Non stupisce che alla destra estrema non vada tanto giù, questo volume. Sin dal titolo. Raimo per esempio, nel pamphlet, come afferma in un brano pubblicato sull’Espresso di domenica 6 luglio, scrive su Dante. E Dante “sovranista, neofascista, è l’ultima versione di una tradizione di lettura politica nazionalista che si è sviluppata parallela e intreccia a quella della ricezione letteraria. È stato da sempre così: del profilo di Dante si può fare l’uso più vario […] Dante Alighieri può diventare, è diventato, un feticcio, in ogni fase politica, per ogni idea della nazione”. La domanda, chiede Raimo, è se “la costruzione dell’identità italiana è stata soprattutto figlia di una creazione di un’estetica politica? Sembra proprio di sì”. E di Dante si sono appropriati, indebitamente, molti o tutti: certo è un’appropriazione indebita quella dei neonazionalisti che Raimo annovera tra i “lettori più furfanteschi” dell’autore della Divina Commedia.

Nato a Roma nel 1975, l’autore muove dalle esperienze personali. “Ci sono due scene primarie nella mia infanzia, che mi hanno reso consapevole di far parte di una comunità piú grande della mia famiglia, addirittura una comunità nazionale – recita l’incipit del primo capitolo pubblicato online dalla Einaudi – . Hanno a che fare con due eventi collettivi e, naturalmente, la loro rappresentazione televisiva. La prima accade tra il 10 e il 13 giugno del 1981; la seconda nella prima metà di luglio 1982. Divento italiano con due riti di passaggio di segno opposto: l’incidente di Vermicino con la morte di Alfredino Rampi (il piccolo finì in un pozzo, anche il presidente Sandro Pertini andò sul posto, ndr), i tre giorni consecutivi di diretta televisiva della Rai; la vittoria della nazionale italiana ai mondiali di calcio in Spagna (quando sconfisse la Germania, ndr)”.

Raimo racconta come ha preso consapevolezza della sua “identità” italiana. Il suo obiettivo è esplicito e lo rende tale la casa editrice: “Da qualche tempo nel dibattito politico, sempre più egemonizzato dalla destra e dall’estrema destra, si parla di identitarismo, di sovranismo, di comunitarismo [… ] E il nazionalismo italiano, per la sua storia, assume una forma ancora più peculiare – in un Paese dove è al governo un partito come la Lega che, nato come federalista e addirittura secessionista, oggi sta invece capitalizzando tutto l’immaginario del neofascismo sulla nazione sangue e suolo. Raimo ricostruisce qui i passaggi principali di questo percorso di rinascita nazionalista con un approccio triplice: politico, storico e culturale; e traccia così la genesi di questa ennesima «invenzione della tradizione»”.

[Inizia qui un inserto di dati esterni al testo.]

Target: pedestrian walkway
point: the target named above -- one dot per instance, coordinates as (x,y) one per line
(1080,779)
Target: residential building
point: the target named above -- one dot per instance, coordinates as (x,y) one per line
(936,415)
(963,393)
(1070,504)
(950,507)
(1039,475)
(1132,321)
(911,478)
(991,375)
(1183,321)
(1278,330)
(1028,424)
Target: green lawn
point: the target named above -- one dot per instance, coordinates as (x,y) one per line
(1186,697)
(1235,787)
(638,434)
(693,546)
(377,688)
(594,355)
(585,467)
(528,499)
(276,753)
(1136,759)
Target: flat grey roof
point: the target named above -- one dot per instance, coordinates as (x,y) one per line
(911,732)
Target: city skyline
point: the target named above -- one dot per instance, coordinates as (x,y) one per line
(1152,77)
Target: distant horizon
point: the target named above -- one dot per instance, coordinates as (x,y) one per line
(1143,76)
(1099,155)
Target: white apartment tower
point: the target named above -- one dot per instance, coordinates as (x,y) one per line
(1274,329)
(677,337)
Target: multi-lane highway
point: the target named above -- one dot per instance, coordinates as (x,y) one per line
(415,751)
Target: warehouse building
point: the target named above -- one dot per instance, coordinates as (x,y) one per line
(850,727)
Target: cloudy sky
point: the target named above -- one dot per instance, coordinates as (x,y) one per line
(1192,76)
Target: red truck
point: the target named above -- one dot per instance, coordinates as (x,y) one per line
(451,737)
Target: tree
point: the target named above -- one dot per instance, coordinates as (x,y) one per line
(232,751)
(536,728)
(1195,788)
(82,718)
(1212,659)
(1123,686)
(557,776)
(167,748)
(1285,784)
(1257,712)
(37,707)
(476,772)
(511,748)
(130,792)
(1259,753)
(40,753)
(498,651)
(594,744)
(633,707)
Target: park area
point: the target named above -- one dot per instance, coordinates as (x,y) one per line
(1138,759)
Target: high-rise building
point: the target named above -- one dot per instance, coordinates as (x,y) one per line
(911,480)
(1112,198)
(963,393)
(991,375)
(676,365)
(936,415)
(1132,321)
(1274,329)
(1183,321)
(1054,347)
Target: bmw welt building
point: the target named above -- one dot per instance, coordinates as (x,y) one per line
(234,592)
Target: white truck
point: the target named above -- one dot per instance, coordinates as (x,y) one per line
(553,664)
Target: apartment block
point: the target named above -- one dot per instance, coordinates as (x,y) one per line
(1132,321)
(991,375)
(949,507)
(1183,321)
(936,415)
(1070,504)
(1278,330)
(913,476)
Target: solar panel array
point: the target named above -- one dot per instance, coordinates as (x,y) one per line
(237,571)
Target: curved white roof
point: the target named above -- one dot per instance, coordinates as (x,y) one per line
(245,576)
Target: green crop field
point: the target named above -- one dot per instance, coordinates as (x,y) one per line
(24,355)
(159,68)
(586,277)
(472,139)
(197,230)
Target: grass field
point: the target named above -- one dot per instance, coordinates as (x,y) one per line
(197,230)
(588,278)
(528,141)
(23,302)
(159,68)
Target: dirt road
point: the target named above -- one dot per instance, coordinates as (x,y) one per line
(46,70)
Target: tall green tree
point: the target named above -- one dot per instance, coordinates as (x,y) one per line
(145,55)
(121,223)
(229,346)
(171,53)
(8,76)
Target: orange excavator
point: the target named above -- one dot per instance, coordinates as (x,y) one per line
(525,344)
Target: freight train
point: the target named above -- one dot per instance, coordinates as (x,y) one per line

Nel brano sul poeta fiorentino di cui fascisti e neonazionalisti vogliono appropriarsi Raimo rimanda alla “innegabile influenza plurisecolare che Dante ha avuto su artisti africani e asiatici e afroamericani”. Giusto promemoria. Vale solo ricordare che Derek Walcott, poeta dei Caraibi, premio Nobel nel 1992, oltre che Omero e Shakespera, ha letto e attinto dichiaratamente anche a Dante. Walcott ha scritto poesia anche su un mondo dopo essere stato devastato dal colonialismo. Ed era se non “nero” certo uomo di colore. Dante Alighieri è anche suo. Il che incrina l’idea di “identità italiana” pura che i fascisti vorrebbero innalzare.